If it's not the owner... then they aren't really the owner.
With the number of cameras/sensors on a Tesla, it's a privacy nightmare... I won't buy one until the answers to these questions are the ones that I want them to be.
What I also found irritating in this article was the sentence "you remain prepared to stop the vehicle at any time using your key fob or mobile app or by pressing any door handle". Stopping the car by mobile app?!? Imho stopping the car in such situations is something safety critical for me, which absolutely requires hard realtime behavior. I don't see any chance to achieve this through any consumer hardware/software or a bluetooth/wifi connection.
Unfortunately, these warnings were not heeded in this incident.
The way cars chime at people, so often, for such bs reasons, it's a wonder anyone would design a UX where it's safety-critical for someone to pay attention to a chime and pop-up. That UX designer needs to have a good talking to, or be fired.
Heh. In contrast to most GPS systems, my Audi doesn't outright block the ability to enter destinations whilst en route, but instead says "don't do this while driving", and proceeds to let you do it if you so choose.
I agree with you in this case. A Tesla is a mass market item. It should be held to very high safetly standards.
Just ask the designers of that Chernobyl plant.
I somewhat disagree here. It was 1960's technology. Even now, complex systems like that inevitably have a plethora of ways that humans can screw them up. It's very hard to completely prevent determined idiots from destroying the equipment.
1-3s? That could really lead to serious problems for such features. Normally such stuff must be guaranteed to be displayed in less than 200ms or something around that.
I'm currently wondering if this a safety relevant feature (according to ASIL/ISO26262) and whether it would be even allowed to run such a feature on a component that is not designed for safety related environments which require realtime behavior (a QT UI running on Linux certainly doesn't provide that, and even lots of other automotive software stacks including Autosar give only limited guarantees).
Yeah, I did a bit more testing and I could actually get ~5s if I kicked off a navigation right before summon(I've also seen similar slowdowns on canceled nav).
The hazards do flash at the same time but that also happens when you lock the car.
You do need to opt-in but I'm hoping they make a change to have it a bit more defensive. In my opinion the right thing to do here is to admit it is possible to accidentally kick off and remedy it(much like with the battery shield).
>The hazards do flash at the same time but that also happens when you lock the car.
When activated from the stalk, the hazards lights don't flash continuously like the key fob or mobile app. They only flash once, because the car immediately and "automagically" selects the forward direction, transitioning away from the flashing state. And the only auditory indication when the driver is still in the car is a single chime.
>You do need to opt-in but I'm hoping they make a change to have it a bit more defensive.
The Autopark dialog is opt-out not opt-in, unlike other Tesla automatic features which require manual confirmation on the touch screen to activate.

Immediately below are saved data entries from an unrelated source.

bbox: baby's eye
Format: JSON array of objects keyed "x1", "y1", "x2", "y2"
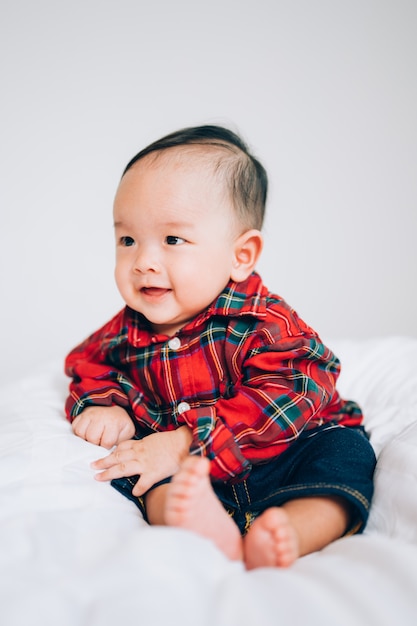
[
  {"x1": 120, "y1": 236, "x2": 135, "y2": 247},
  {"x1": 166, "y1": 236, "x2": 186, "y2": 245}
]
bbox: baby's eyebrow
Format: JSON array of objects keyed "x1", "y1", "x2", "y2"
[
  {"x1": 163, "y1": 220, "x2": 194, "y2": 229},
  {"x1": 113, "y1": 219, "x2": 195, "y2": 230}
]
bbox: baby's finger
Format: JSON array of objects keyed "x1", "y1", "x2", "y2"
[
  {"x1": 91, "y1": 443, "x2": 131, "y2": 469},
  {"x1": 85, "y1": 422, "x2": 106, "y2": 447},
  {"x1": 132, "y1": 474, "x2": 156, "y2": 496},
  {"x1": 93, "y1": 460, "x2": 141, "y2": 483},
  {"x1": 91, "y1": 454, "x2": 114, "y2": 470},
  {"x1": 72, "y1": 415, "x2": 87, "y2": 438},
  {"x1": 99, "y1": 428, "x2": 119, "y2": 450}
]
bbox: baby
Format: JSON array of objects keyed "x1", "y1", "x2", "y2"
[{"x1": 65, "y1": 125, "x2": 376, "y2": 568}]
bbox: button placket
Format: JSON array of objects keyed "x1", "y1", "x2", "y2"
[{"x1": 167, "y1": 336, "x2": 191, "y2": 421}]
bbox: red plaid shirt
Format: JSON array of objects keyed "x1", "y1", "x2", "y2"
[{"x1": 65, "y1": 273, "x2": 363, "y2": 482}]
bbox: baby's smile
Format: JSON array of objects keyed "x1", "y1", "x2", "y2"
[{"x1": 140, "y1": 286, "x2": 172, "y2": 299}]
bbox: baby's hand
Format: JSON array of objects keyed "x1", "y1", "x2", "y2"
[
  {"x1": 91, "y1": 426, "x2": 192, "y2": 495},
  {"x1": 71, "y1": 405, "x2": 135, "y2": 449}
]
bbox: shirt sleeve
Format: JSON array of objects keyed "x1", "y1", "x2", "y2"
[
  {"x1": 64, "y1": 311, "x2": 137, "y2": 422},
  {"x1": 181, "y1": 333, "x2": 360, "y2": 482}
]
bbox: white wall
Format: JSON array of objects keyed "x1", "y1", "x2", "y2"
[{"x1": 1, "y1": 0, "x2": 416, "y2": 383}]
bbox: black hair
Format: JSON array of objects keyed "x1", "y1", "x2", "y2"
[{"x1": 122, "y1": 125, "x2": 268, "y2": 230}]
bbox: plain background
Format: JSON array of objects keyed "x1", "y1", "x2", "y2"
[{"x1": 1, "y1": 0, "x2": 416, "y2": 384}]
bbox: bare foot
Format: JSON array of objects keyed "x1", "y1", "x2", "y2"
[
  {"x1": 244, "y1": 507, "x2": 300, "y2": 569},
  {"x1": 165, "y1": 456, "x2": 243, "y2": 561}
]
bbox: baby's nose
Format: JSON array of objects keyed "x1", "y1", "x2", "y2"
[{"x1": 133, "y1": 245, "x2": 161, "y2": 273}]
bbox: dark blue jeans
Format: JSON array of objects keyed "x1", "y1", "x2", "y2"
[{"x1": 112, "y1": 423, "x2": 376, "y2": 535}]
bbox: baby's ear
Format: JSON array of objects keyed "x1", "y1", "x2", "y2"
[{"x1": 230, "y1": 229, "x2": 263, "y2": 282}]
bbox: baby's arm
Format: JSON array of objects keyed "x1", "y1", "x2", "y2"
[
  {"x1": 92, "y1": 426, "x2": 193, "y2": 495},
  {"x1": 72, "y1": 405, "x2": 136, "y2": 449}
]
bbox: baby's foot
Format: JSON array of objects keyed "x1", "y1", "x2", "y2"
[
  {"x1": 244, "y1": 507, "x2": 300, "y2": 569},
  {"x1": 165, "y1": 456, "x2": 243, "y2": 561}
]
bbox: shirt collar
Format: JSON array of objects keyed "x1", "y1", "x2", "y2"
[
  {"x1": 126, "y1": 272, "x2": 267, "y2": 346},
  {"x1": 201, "y1": 272, "x2": 267, "y2": 321}
]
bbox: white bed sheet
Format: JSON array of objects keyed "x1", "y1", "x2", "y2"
[{"x1": 1, "y1": 336, "x2": 417, "y2": 625}]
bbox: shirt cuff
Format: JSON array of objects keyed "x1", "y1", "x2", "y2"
[{"x1": 180, "y1": 405, "x2": 251, "y2": 482}]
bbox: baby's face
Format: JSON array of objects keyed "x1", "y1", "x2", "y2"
[{"x1": 113, "y1": 151, "x2": 243, "y2": 336}]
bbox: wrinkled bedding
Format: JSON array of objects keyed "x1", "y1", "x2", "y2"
[{"x1": 1, "y1": 336, "x2": 417, "y2": 625}]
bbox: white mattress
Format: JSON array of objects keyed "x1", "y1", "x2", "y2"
[{"x1": 1, "y1": 336, "x2": 417, "y2": 625}]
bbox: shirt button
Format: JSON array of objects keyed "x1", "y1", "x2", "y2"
[
  {"x1": 177, "y1": 401, "x2": 191, "y2": 415},
  {"x1": 168, "y1": 337, "x2": 181, "y2": 350}
]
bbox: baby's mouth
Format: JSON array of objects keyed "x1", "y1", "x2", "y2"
[{"x1": 140, "y1": 286, "x2": 171, "y2": 298}]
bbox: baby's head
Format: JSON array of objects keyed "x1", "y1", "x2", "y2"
[
  {"x1": 113, "y1": 125, "x2": 267, "y2": 336},
  {"x1": 122, "y1": 125, "x2": 268, "y2": 232}
]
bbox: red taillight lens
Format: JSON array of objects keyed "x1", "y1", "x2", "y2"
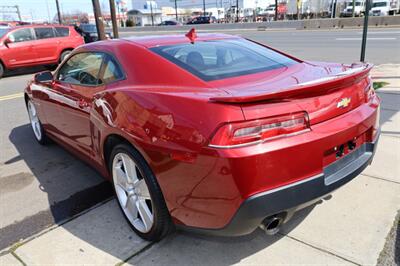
[{"x1": 209, "y1": 112, "x2": 310, "y2": 148}]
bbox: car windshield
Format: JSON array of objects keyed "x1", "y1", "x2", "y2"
[
  {"x1": 0, "y1": 28, "x2": 9, "y2": 38},
  {"x1": 81, "y1": 24, "x2": 97, "y2": 32},
  {"x1": 373, "y1": 2, "x2": 387, "y2": 7},
  {"x1": 151, "y1": 39, "x2": 299, "y2": 81}
]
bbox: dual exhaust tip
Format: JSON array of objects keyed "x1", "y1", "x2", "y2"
[{"x1": 259, "y1": 216, "x2": 284, "y2": 235}]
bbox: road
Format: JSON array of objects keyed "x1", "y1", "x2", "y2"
[
  {"x1": 0, "y1": 27, "x2": 398, "y2": 251},
  {"x1": 120, "y1": 27, "x2": 400, "y2": 64},
  {"x1": 0, "y1": 75, "x2": 113, "y2": 250}
]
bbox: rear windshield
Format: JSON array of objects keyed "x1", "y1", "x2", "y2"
[{"x1": 150, "y1": 39, "x2": 298, "y2": 81}]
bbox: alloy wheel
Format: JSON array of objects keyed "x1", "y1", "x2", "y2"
[
  {"x1": 112, "y1": 152, "x2": 154, "y2": 233},
  {"x1": 28, "y1": 101, "x2": 42, "y2": 141}
]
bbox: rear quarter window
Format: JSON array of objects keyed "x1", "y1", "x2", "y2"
[
  {"x1": 101, "y1": 56, "x2": 124, "y2": 83},
  {"x1": 151, "y1": 39, "x2": 299, "y2": 81},
  {"x1": 34, "y1": 27, "x2": 55, "y2": 39},
  {"x1": 54, "y1": 27, "x2": 70, "y2": 37}
]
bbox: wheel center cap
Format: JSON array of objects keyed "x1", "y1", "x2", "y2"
[{"x1": 127, "y1": 188, "x2": 136, "y2": 197}]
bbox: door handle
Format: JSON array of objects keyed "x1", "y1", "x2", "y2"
[{"x1": 77, "y1": 98, "x2": 89, "y2": 108}]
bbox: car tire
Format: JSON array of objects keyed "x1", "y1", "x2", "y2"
[
  {"x1": 59, "y1": 50, "x2": 72, "y2": 63},
  {"x1": 27, "y1": 99, "x2": 48, "y2": 145},
  {"x1": 0, "y1": 62, "x2": 4, "y2": 78},
  {"x1": 109, "y1": 143, "x2": 173, "y2": 241}
]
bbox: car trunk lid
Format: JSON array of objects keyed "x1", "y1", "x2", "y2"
[{"x1": 209, "y1": 62, "x2": 372, "y2": 125}]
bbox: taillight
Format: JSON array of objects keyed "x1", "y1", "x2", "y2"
[{"x1": 209, "y1": 112, "x2": 310, "y2": 148}]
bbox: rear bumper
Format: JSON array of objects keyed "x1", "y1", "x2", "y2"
[{"x1": 179, "y1": 134, "x2": 379, "y2": 236}]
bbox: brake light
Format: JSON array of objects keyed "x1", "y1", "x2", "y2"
[{"x1": 209, "y1": 112, "x2": 310, "y2": 148}]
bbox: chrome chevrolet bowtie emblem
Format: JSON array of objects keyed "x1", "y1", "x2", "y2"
[{"x1": 337, "y1": 98, "x2": 351, "y2": 108}]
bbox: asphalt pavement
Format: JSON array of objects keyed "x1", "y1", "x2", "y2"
[
  {"x1": 0, "y1": 28, "x2": 399, "y2": 253},
  {"x1": 0, "y1": 75, "x2": 113, "y2": 250}
]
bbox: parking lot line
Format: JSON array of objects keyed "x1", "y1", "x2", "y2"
[{"x1": 0, "y1": 93, "x2": 24, "y2": 102}]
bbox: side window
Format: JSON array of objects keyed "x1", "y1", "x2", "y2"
[
  {"x1": 34, "y1": 27, "x2": 55, "y2": 39},
  {"x1": 101, "y1": 56, "x2": 124, "y2": 83},
  {"x1": 8, "y1": 28, "x2": 34, "y2": 43},
  {"x1": 57, "y1": 53, "x2": 104, "y2": 86},
  {"x1": 54, "y1": 27, "x2": 69, "y2": 37}
]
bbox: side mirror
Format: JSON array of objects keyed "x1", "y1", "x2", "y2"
[
  {"x1": 34, "y1": 71, "x2": 53, "y2": 84},
  {"x1": 3, "y1": 38, "x2": 11, "y2": 48}
]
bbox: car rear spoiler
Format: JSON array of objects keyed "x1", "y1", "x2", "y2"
[{"x1": 209, "y1": 63, "x2": 373, "y2": 104}]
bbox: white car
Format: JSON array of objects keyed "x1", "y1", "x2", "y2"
[{"x1": 341, "y1": 1, "x2": 365, "y2": 16}]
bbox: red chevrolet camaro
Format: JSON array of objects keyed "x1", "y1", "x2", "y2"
[{"x1": 25, "y1": 31, "x2": 380, "y2": 241}]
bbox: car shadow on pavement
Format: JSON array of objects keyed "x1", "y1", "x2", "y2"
[
  {"x1": 3, "y1": 124, "x2": 113, "y2": 250},
  {"x1": 7, "y1": 124, "x2": 317, "y2": 263},
  {"x1": 3, "y1": 65, "x2": 55, "y2": 78},
  {"x1": 131, "y1": 205, "x2": 317, "y2": 265}
]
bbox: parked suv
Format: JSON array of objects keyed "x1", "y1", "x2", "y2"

A single additional press of the park button brings up the Summon dialog, with arrows to move the car forward and backward. The flaw is that forward is the default. You don't have to press it. The default should be "do nothing," making the driver confirm their intent to Autopark.
Honestly it's a design issue. The way that summon was activated(double tap on P) is very possible to slip and do. The screen where you cancel I've occasionally seen take 1-3s to pop up depending on what the rest of the SoC is doing.
I could totally see a scenario where this happened, screen popped up while he was exiting and wasn't able to hear/notice that summon was engaged.
The better fix here is to have a CONFIRM on the touchscreen rather than a CANCEL. It wouldn't hinder the experience since you already select forwards/back and catches this accident case.
For the record, love the car and almost everything that Tesla does but I really hope they revisit this and design it a bit more defensively.